By Greg Hunter’s USAWatchdog.com 

Former Reagan White House Budget Director David Stockman says retail investors are going to take, yet, another very big hit. Stockman explains, “The retail investor waded in again. The sheep lined up and, unfortunately, are heading for the slaughter one more time. I think it is very hard to see how this Baby Boom generation, with 10,000 of them retiring a day, can afford one more devastating crash in their stock holdings. That is, unfortunately, what we are heading for. That’s why I say it’s dangerous. When the bubble breaks, it will spill and flow throughout the Main Street economy.”

Stockman warns the next crash will be bigger than any other in history. Stockman, the best-selling author of “The Great Deformation,” says, “I think we have been building a bubble year by year since the early 1990’s. The earlier crashes that we are so familiar with, Dot Com and the Housing Crash, were only interim corrections that were not allowed to work their way clear.
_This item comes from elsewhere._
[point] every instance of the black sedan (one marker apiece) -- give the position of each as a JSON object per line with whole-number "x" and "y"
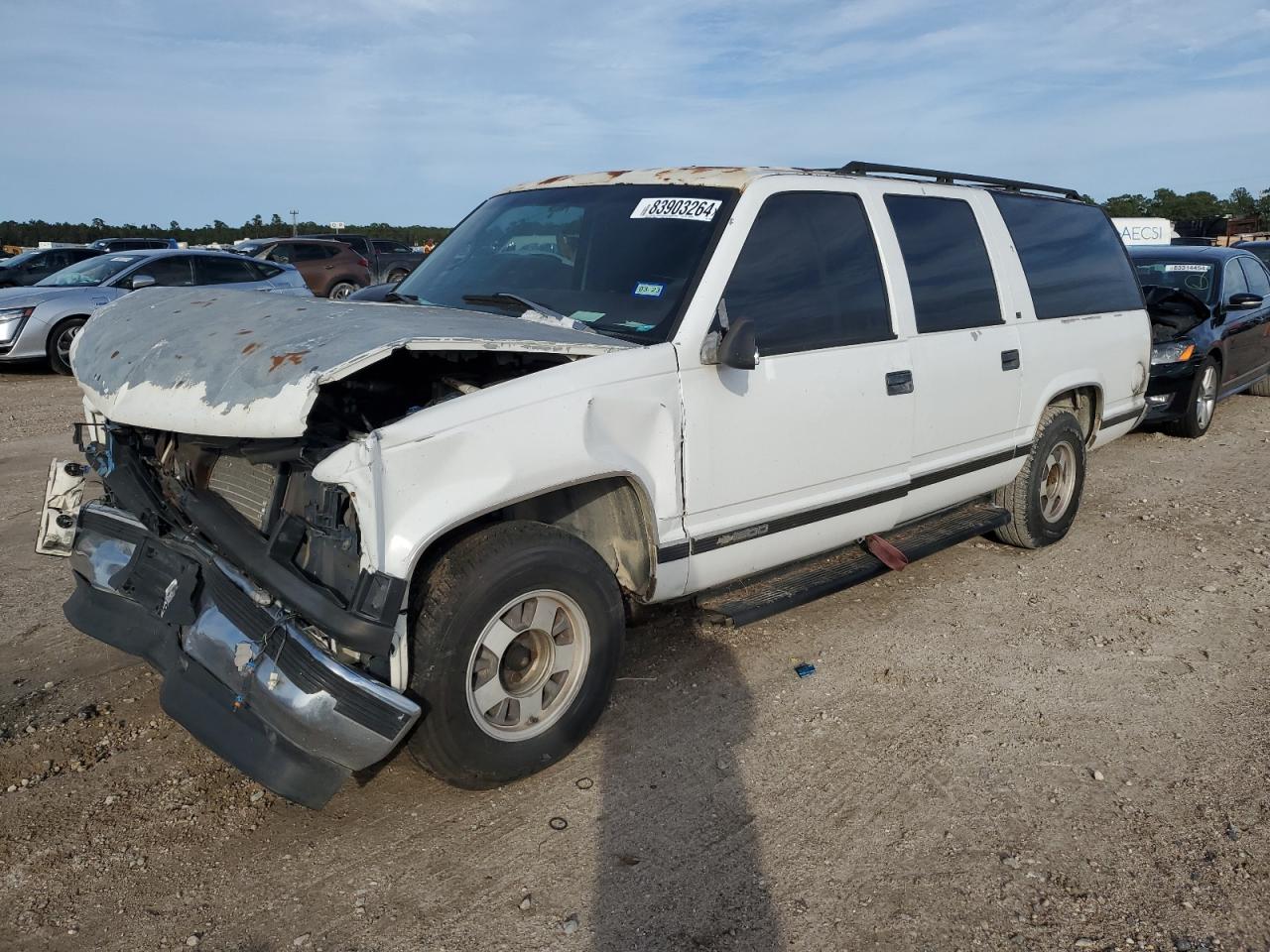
{"x": 1210, "y": 330}
{"x": 26, "y": 270}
The rot was not effectively purged from the system because central banks jumped back in within months of the corrections and doubled down in terms of the stimulus and liquidity that they pumped into the market.”

Stockman contends that “you simply cannot fake your way in this market any longer.” Stockman explains, “I have pointed out that Wall Street continually tells you that the market is not that overvalued. . . . I have pointed out . . . actual earning are down 15%. The market is expensive, it is exceedingly expensive, and it’s really . . . 21 times earnings. Therefore, the whole bubble vision on valuations of the market is terribly misleading. Even the Wall Street version of earnings is going to be hard to maintain when the global recession sets in, and then investors are going to suddenly discover that the market is drastically overvalued. They are going to want to get out, and they are all going to want to get out all at the same time. That creates the kind of selling panics that can take the market down. We have kind of been in no man’s land for the last 700 days. The market is struggling to stay above 1870 on the S&P 500. It first crossed that level in late March 2014. It has had 35 efforts to rally and break to new highs. None of them have been sustained. My point about all that is that’s the way bull markets die.”